Scorpion looking thing.
Location: Monee IL
November 17, 2010 8:56 pm
Hi Bugman. This is the 3rd one of these little guys i have found in my bathroom it has always been on the wall. he is no bigger than 4mm total. He looks kinda scary but im sure he’s harmless. Thanks for your help.
Signature: Brian

Pseudoscorpion

Dear Brian,
The Pseudoscorpion got its name because it looks like a Scorpion, but it is not a Scorpion.  It has no stinger nor does it have venom.  You are correct that it is harmless.  Pseudoscorpions are able to capture large prey with those animatronic-like pedipalps.  Pseudoscorpions are also capable of phoresy, an activity by which they hitch rides of off other creatures, often flying creatures.  We have numerous images in our archives of Pseudoscorpions engaging in phoresy.
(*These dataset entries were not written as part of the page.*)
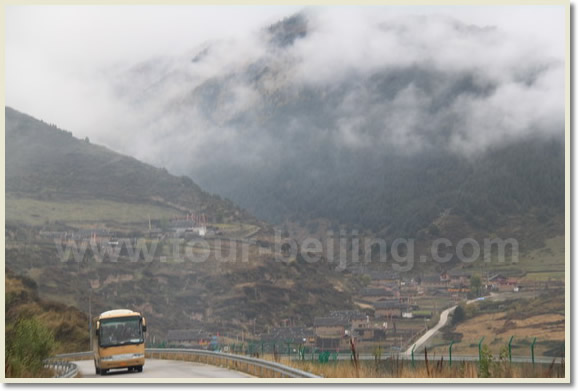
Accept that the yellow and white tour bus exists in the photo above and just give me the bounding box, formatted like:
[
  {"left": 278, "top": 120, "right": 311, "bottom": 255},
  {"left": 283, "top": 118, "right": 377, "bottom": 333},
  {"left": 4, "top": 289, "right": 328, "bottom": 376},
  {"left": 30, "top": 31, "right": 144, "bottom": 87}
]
[{"left": 93, "top": 310, "right": 146, "bottom": 375}]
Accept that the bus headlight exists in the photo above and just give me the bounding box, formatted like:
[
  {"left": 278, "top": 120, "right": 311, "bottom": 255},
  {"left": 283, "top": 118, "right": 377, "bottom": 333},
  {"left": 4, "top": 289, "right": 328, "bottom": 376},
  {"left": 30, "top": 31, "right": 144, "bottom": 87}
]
[{"left": 101, "top": 353, "right": 144, "bottom": 361}]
What's That Bug? does not endorse extermination

gorgeous spider
Location: Eastern Long Island, NY
November 1, 2010 1:26 pm
My teacher found a spider with a reddish coral colored body (cephalothorax), red and white/clear striped legs, and a black and yellow abdomen that looks like a Rorschach test. The spider was about .5 inch long.
Signature: spider nerd

Marbled Orbweaver

Dear spider nerd,
Sometimes we go back a ways through unanswered mail to find an interesting letter to post, and today we happened upon your lovely image of a highly variable Marbled Orbweaver,
Araneus marmoreus.  This is only one possible color combination, but it is a distinctive one.  You can compare your photo to this image posted to BugGuide.

Danger?
Location: Polk County, Florida USA
November 12, 2010 2:31 pm
These bugs appear annually in the area of Polk County, FL, in mid-November and seem to feed on shrub flower nectar. Thanks for you help.
Signature: John in Central FL

Polka Dot Wasp Moth

Hi John,
Though it resembles and mimics a stinging wasp, the Polka Dot Wasp Moth is not a dangerous insect, except possibly if eaten.  The caterpillars feed upon poisonous oleander leaves, and it is uncertain if they retain the poisons in their systems, providing a layer of defense based on inedibilty.

Australian bug
Location: Mission Beach, Queensland, Australia
November 17, 2010 8:21 am
This little guy was on a rock by the beach in australia. He had a partner with smaller antennae and whenever I got the camera too close he turned around and took an agressive stance while the other one made an escape…
Signature: Gav S

Marine Isopod

Hi Gav,
This is a Marine Isopod which is also known as a Slater, however the coloration and markings are quite unusual.  We did not have any luck locating any images that looked quite like your photo.